JAKARTA - Asia Tenggara bersiap menghadapi lonjakan aktivitas eksplorasi gas hulu pada 2025, dengan lebih dari selusin proyek ekstraksi gas yang berpotensi mencapai Final Investment Decision (FID). Namun, tren ini memicu kekhawatiran serius terhadap dampaknya bagi lingkungan hidup dan masa depan transisi energi bersih di kawasan.
Berdasarkan laporan gabungan Global Oil and Gas Extraction Tracker dan Asia Gas Tracker, tercatat satu proyek telah disetujui dan 13 proyek lainnya berpotensi meraih FID tahun ini. Jumlah ini menjadi yang tertinggi dalam lebih dari satu dekade terakhir.
Dari total proyek tersebut, lima berada di Indonesia, dua di Malaysia, empat di Vietnam, satu di Brunei, dan satu di Myanmar. Bila seluruh proyek ini disetujui dan berjalan, kawasan Asia Tenggara diproyeksikan akan menghasilkan lebih dari 20 miliar meter kubik gas per tahun, naik sekitar 18 persen dibandingkan produksi saat ini.
Keputusan investasi akhir (FID) merupakan tahap penting dalam pengembangan ladang gas. Di sinilah keputusan formal diambil untuk memulai proyek setelah semua izin dan pendanaan diperoleh. Namun demikian, banyak proyek ini memiliki rekam jejak penundaan serta tingkat ketidakpastian yang tinggi terkait pelaksanaannya.
Yang menjadi sorotan tajam adalah lokasi proyek-proyek tersebut yang berada di wilayah-wilayah sensitif secara ekologis, seperti Segitiga Terumbu Karang yang dikenal sebagai pusat keanekaragaman hayati laut dunia serta Delta Mekong yang menjadi sumber kehidupan jutaan penduduk.
Menurut Warda Ajaz, Manajer Proyek untuk Asia Gas Tracker, ekspansi gas di kawasan ini bukan hanya mengancam ekosistem unik, tetapi juga membahayakan mata pencaharian komunitas lokal yang bergantung pada sumber daya alam tersebut.
“Produksi gas baru dan yang diperluas di Asia Tenggara mengancam keanekaragaman hayati di kawasan tersebut dan mata pencaharian jutaan orang yang bergantung padanya,” tegas Warda.

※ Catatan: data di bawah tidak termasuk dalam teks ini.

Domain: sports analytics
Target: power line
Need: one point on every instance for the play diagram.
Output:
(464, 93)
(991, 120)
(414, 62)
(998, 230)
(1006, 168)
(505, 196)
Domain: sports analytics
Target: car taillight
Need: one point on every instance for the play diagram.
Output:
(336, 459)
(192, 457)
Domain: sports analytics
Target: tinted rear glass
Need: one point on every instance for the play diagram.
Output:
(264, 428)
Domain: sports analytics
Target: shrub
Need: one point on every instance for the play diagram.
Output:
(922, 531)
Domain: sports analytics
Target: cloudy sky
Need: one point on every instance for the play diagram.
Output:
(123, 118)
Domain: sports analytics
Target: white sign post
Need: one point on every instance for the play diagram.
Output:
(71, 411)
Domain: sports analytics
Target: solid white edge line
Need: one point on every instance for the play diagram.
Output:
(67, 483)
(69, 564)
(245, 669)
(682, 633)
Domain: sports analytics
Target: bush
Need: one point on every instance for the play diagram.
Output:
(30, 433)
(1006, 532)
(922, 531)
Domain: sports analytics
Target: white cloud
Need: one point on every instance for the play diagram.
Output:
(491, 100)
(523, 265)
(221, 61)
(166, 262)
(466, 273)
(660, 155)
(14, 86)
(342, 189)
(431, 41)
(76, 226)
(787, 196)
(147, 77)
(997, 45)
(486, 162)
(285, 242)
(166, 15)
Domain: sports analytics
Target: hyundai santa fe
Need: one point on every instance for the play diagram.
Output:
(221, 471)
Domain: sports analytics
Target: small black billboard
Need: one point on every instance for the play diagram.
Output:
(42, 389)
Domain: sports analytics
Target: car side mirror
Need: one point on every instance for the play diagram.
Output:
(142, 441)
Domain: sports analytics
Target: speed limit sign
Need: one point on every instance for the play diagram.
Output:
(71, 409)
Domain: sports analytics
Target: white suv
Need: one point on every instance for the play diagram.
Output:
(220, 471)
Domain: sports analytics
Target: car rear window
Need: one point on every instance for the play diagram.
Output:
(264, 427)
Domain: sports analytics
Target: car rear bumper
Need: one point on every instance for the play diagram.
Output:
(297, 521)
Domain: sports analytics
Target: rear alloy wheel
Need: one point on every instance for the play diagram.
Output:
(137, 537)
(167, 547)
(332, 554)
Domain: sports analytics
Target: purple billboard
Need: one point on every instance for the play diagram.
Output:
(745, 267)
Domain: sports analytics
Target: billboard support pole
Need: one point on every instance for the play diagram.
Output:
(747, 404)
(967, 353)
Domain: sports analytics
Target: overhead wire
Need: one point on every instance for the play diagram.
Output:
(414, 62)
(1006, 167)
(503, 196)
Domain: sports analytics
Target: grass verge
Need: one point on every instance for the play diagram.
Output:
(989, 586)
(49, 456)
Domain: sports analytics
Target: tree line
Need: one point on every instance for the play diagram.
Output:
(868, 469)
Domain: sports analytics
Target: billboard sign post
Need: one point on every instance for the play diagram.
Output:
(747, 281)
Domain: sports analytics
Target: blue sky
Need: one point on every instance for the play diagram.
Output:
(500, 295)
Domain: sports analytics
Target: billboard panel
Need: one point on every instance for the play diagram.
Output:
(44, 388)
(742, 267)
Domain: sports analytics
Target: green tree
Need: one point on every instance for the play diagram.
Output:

Ia menambahkan bahwa peningkatan investasi di sektor gas hanya akan memperkuat ketergantungan terhadap bahan bakar fosil dan menjadi penghalang bagi pengembangan energi terbarukan yang lebih berkelanjutan.
“Daripada mengejar usaha bahan bakar fosil berisiko tinggi, pemerintah Asia Tenggara memiliki peluang penting untuk mengalihkan investasi ke sistem energi bersih dan berskala besar yang mendukung ketahanan ekonomi dan sejalan dengan komitmen iklim global,” ujar Warda.
Kondisi ini memperkuat urgensi evaluasi ulang terhadap proyek-proyek gas yang tertunda, terutama di tengah dorongan global untuk mempercepat transisi energi dan mencapai target emisi nol bersih (net zero emission).
Para pemerhati lingkungan mendesak agar pemerintah di kawasan ini tidak terjebak dalam siklus ketergantungan baru terhadap energi fosil. Sebaliknya, momentum ini harus dijadikan peluang untuk memperkuat infrastruktur energi terbarukan dan meningkatkan ketahanan ekonomi jangka panjang yang ramah lingkungan.